Lorsqu'on est face à une musicienne comme Alexandra Grimal, qui porte un intérêt prédominant à la géographie intime et au climat de sa musique, qu'elle soit celle d'un ensemble aux intéractions multiples comme ses dragons, où au bonheur d'un pas de deux improvisé, on ne peut que prêter attention à ce qui entoure chacun de ses disques. Après le vent chaud et subtil exploré en compagnie du pianiste Giovanni Di Domenico, voici que la saxophoniste rencontre le contrebassiste Benjamin Duboc dans un Retour d'Ulysse qui fleure le voyage.
Ou plus exactement la quête. Elle n'a rien d'initiatique.
On pense forcément à d'autres attelages contrebasse/saxophone que la musique improvisée nous a offert, Léandre et Lacy par exemple...
On en est ici assez éloigné. La parcimonie est le mot d'ordre, à la frange du silence, mais avec ce sentiment que tout pourrait s'enflammer au moindre cahot. "Le retour d'Ulysse" en est un magnifique exemple, où le souffle rêveur et plein de scorie du ténor vient lustrer un embrasement soudain de la contrebasse qui se transforme en une errance aux tréfonds de l'instrument. L'enregistrement de très grande qualité permet d'entendre chaque interstice dans cette masse au calme apparent : cliquetis des clés et choc des doigts sur les cordes. Il semble même parfois il y avoir tant de retenue qu'on croirait y deviner le frottement de chaque grain de peau.
Ceci confère une grande sensualité à cette attention permanente. Le feu couve, mais il réchauffe plus qu'il ne menace ("Isha").
Les deux musiciens ont prouvé depuis longtemps leur capacité à maîtriser un monde à défricher et à rendre paisible les contrées les plus hostiles ; le plus étonnant est qu'il aura fallu tant de temps avant de les trouver ensemble, tant leur musique s'accorde et s'assemble à merveille ; puissance tranquille de deux instrumentistes à la précision redoutable.
Il faut rendre grâce une fois de plus à l'ami Julien Palomo et son label Improvising Beings qui nous permet de découvrir ce double album enregistré en trois jours à l'été 2013 dans un visible esprit de concorde. Jamais les deux improvisateurs ne s'affrontent, même dans ce premier morceau "rencontre" ou pourrait se mesurer les forces en présence. Plutôt ils se combinent, les timbres se mèlent, s'agglutinent dans une recherche d'épure entre le lent glissement de l'archet et le souffle plein et légèrement traînant d'Alexandra qui transporte autant qu'il porte au rêve.

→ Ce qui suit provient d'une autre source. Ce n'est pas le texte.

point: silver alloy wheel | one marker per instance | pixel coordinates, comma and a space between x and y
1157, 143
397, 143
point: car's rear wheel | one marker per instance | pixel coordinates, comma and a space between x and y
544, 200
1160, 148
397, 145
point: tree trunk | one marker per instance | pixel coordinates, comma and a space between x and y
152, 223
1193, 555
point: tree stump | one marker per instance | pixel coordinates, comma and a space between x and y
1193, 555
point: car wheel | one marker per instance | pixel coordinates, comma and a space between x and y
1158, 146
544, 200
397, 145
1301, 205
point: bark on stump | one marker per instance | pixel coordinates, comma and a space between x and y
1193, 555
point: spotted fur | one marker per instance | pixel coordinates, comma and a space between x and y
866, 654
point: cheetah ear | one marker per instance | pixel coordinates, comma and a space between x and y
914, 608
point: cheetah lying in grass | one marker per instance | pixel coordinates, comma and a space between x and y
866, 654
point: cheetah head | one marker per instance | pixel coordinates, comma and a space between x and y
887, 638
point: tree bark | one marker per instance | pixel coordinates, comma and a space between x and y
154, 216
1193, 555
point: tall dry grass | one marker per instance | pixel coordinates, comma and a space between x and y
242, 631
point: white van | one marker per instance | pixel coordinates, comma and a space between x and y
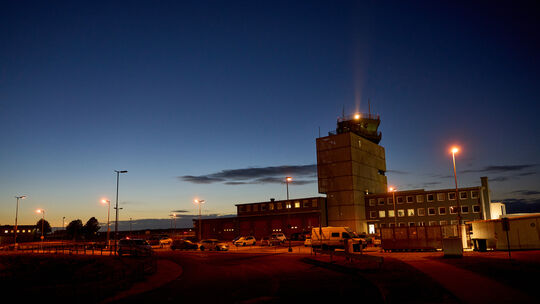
334, 237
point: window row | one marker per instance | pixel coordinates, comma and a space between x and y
18, 231
420, 224
422, 211
430, 197
277, 206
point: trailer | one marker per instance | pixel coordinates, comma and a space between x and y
418, 238
521, 232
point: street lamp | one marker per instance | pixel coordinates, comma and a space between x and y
199, 202
393, 190
173, 216
288, 179
106, 201
454, 151
42, 224
16, 216
116, 222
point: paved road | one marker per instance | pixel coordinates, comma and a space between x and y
243, 277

L'épure s'étend jusqu'à la pochette, bateau blanc esseulé dans un océan de blanc marial, qui fait hésiter entre la brume des limbes de "L'Homme qui court" qui recouvre le pizzicati insistant de Duboc et l'infiniment petit du morceau "Entrelacés" sur le second album où le ténor d'Alexandra Grimal décrit en quelques notes profondes un monde luxuriant.
Du moindre geste, le duo fait musique. Il se répète de manière lancinante sur la contrebasse, base ténue mais on ne peut plus solide d'un papillonnement à deux. Sans surprise, c'est Alexandra Grimal qui porte les ailes ; elle pique comme l'abeille sur "Empreintes" pendant que les pizzicatis fouinent dans les profondeurs. Elle plane comme une émanation diaphane dans "Gaïa" lorsque le duo semble s'extraire d'une sorte de silence primaire, à peine ridé par le son d'infrabasse qui percole de la contrebasse de Duboc.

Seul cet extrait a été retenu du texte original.